As he reached for the telephone, he was suddenly a lawyer again. He dialed the InterContinental, put on his game voice, and told the hotel operator, “I’d like to speak to one of your guests, please. Her name’s Lindsey Hart. It’s urgent.”
5
Jack met her in his office, face-to-face. He needed to judge Lindsey’s credibility, and for that a phone call wouldn’t do.
“Why didn’t you tell me he was deaf?”
Lindsey stiffened at his accusatory tone, but she spoke calmly. “He was born that way. I thought you knew.”
“Please, don’t lie to me.”
“That’s the honest truth.”
Jack considered her words but focused mostly on the body language. Her mouth was growing ever tigh
ter. “I don’t buy it,” he said.
“Why would I deceive you about something like this?”
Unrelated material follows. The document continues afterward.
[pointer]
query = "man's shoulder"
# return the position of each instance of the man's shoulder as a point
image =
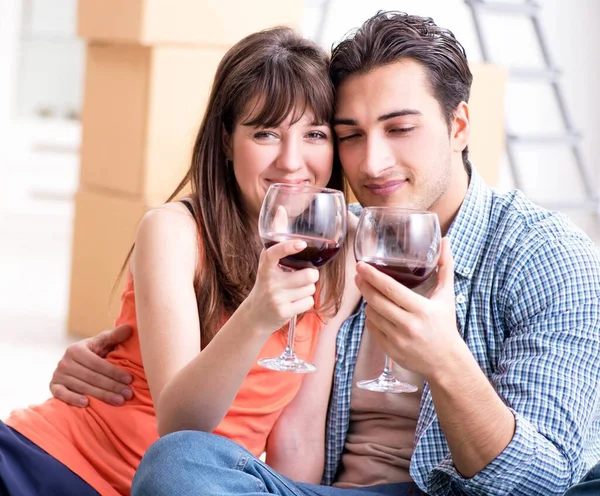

“All I know is that after I read the NCIS investigative report, I called and told you that I was troubled by the medical examiner’s determination of the time of death. It didn’t make sense to me that you allegedly fired off a gun in your house before five A.M., and yet there was no witness statement in the report from your son, no mention of him at all. It was inconceivable that he would have slept right through a shooting in the next room.”
“And I agreed with you.”
“But you left out the key fact.”
“He can’t hear, Jack. That doesn’t make him an armchair. He can sense things.”
“So when I called you and said there was a huge hole in the investigative report, that’s what you thought I was talking about-that your son should have sensed a gunshot in the next room?”
“A door slamming, the panicky footsteps of the shooter scampering about the room. All that movement creates palpable sensations.”
“Please, just answer my question. Is that really what you thought I was talking about?”
Jack wasn’t happy about being so hard on her. But if there was one thing he couldn’t handle, it was a client who lied to her lawyer.
“No,” she said finally. “I knew exactly what you were thinking. Your assumption was that he should have heard the gunshot.”
“You knew that. Yet, you still let me rush over to the U.S. attorney’s office and argue that Lindsey Hart couldn’t have shot her husband, not without the boy hearing it.”
“I didn’t know you were going to talk to the prosecutor. You said that you needed a little more time to think, that you’d let me know if you decided to take the case.”
“So, it was okay to mislead me, so long as it was just between the two of us?”
She lowered her eyes and said, “I felt like I was already unloading an awful lot on you without telling you that he was deaf.”
She sounded sincere, but again her mouth was tightening in tell-tale fashion. Jack said, “I’m not sure that explains everything.”